Transition: With a clear understanding of the rightness of trusting faith, Jesus returns to His rightful place as object of that faith. People could not rest in Temple life because the importance of Temple was about to change.

Rightful Future: Savior> Stones (21:5-6)

1. Next week we will drill down more into the Future of the Temple
2. Matthew’s Gospel drills down into this contrast by describing an event that would happen later in the week when Jesus said these words—the Temple veil would rip top to bottom indicating access to God would no longer be gained through a temple made with hands.
3. But as Jesus and the disciples are in the courtyard and impressed by the beauty of offerings being made in the this environment, Jesus hints that the dwelling place of God is about to be moved from the most holy place, to the hearts of believers.
4. Jewish historian Josephus described the scene this way: If the Jerusalem temple had not been built by the Jews, it would have been one of the seven wonders of the world. It was larger than even the Temple of Diana in Ephesus and more beautifully adorned than any comparable building. It took eighty-three years for Herod to build it (20 bc to ad63), and it was completed only seven years before it was destroyed by the Romans. He doubled its size and turned it into a truly magnificent structure. Many of the pure white marble stones were massive, sixty-seven by twelve feet in size, and when the sun hit the facade and the gold plates on it in the morning, it was blinding in its brilliance (Josephus, Jewish War 5.222–23).[iii]
5. Jesus starts this section by proclaiming that He is greater than their greatest king and in these verses, He says that way that God is worshipped is about to undergo a major change.
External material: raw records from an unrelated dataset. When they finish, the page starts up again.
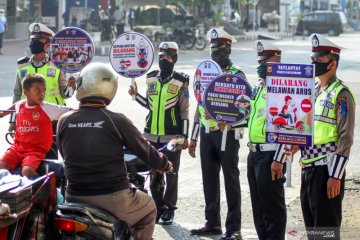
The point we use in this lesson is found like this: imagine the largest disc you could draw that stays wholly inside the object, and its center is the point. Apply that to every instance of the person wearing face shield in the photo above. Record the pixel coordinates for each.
(323, 164)
(213, 159)
(58, 88)
(266, 193)
(167, 99)
(91, 140)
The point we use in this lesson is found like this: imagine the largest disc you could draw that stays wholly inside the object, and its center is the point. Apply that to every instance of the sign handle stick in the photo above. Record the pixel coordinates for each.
(223, 139)
(289, 160)
(133, 84)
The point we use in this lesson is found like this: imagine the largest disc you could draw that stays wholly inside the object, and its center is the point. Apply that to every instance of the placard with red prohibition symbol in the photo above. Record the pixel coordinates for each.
(227, 98)
(71, 49)
(131, 55)
(289, 103)
(204, 74)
It would be a misguided application to conclude that Because Jesus is David’s Lord and the Perfect Savior that I must give all my possessions and trust Him to provide for me.
However, there are times when God’s Spirit will prompt you to give extravagantly, prompted by faith and see His hand of provision.
One personal example of this comes to mind. Christmas time 2013 in Waukesha, WI Ann and I were attending a special holiday presentation at our church and they collected a special offering for homeless shelter. You can imagine being homeless in Wisconsin in winter! Although we were living paycheck to paycheck, God prompted me to give all that was in my pocket. We were preparing to grocery shop after church for our Christmas dinner. I conferred with Ann and she told me to obey the Spirit’s prompting. When we got home the mailman had delivered a check from my out-of-state Aunt (who had never sent me money before) for a little more than what we gave to the homeless shelter. The timing and the amount were too specific to be a coincidence.
R.T. France describes the setting where the woman gave her coins in this way: In the court of the women stood thirteen large chests to receive monetary contributions. Dr. Grant Osborne has described these 13 as having a large bell made out of metal (like the old Turnpike coin baskets) and the coins would clink as they made their way into the chest. Six of which were designated for “freewill offerings.”[iv]
As you leave this morning there are baskets available for your worship through giving, and our guest will be receiving a freewill offering for the Gideons.
I’m not going to presume to tell you how much or where to give, I believe the teaching of Jesus in today’s text simply tells us that God is pleased when we worship Him and give in faith. My challenge for each of us is to magnify our Love for God.
Song of Response #363..... “More Love to Thee
Benediction: Galatians 1:3–5 (ESV) — Grace to you and peace from God our Father and the Lord Jesus Christ, 4who gave himself for our sins to deliver us from the present evil age, according to the will of our God and Father, 5to whom be the glory forever and ever. Amen.
[i] R. T. France, Luke, ed. Mark L. Strauss and John H. Walton, Teach the Text Commentary Series (Grand Rapids, MI: Baker Books, 2013), 327. [ii] Ibid., 327. [iii] Grant R. Osborne, Luke: Verse by Verse, ed. Jeffrey Reimer, Elliot Ritzema, and Danielle Thevenaz, Awa Sarah, Osborne New Testament Commentaries (Bellingham, WA: Lexham Press, 2018), 479–480. [iv] France, 326.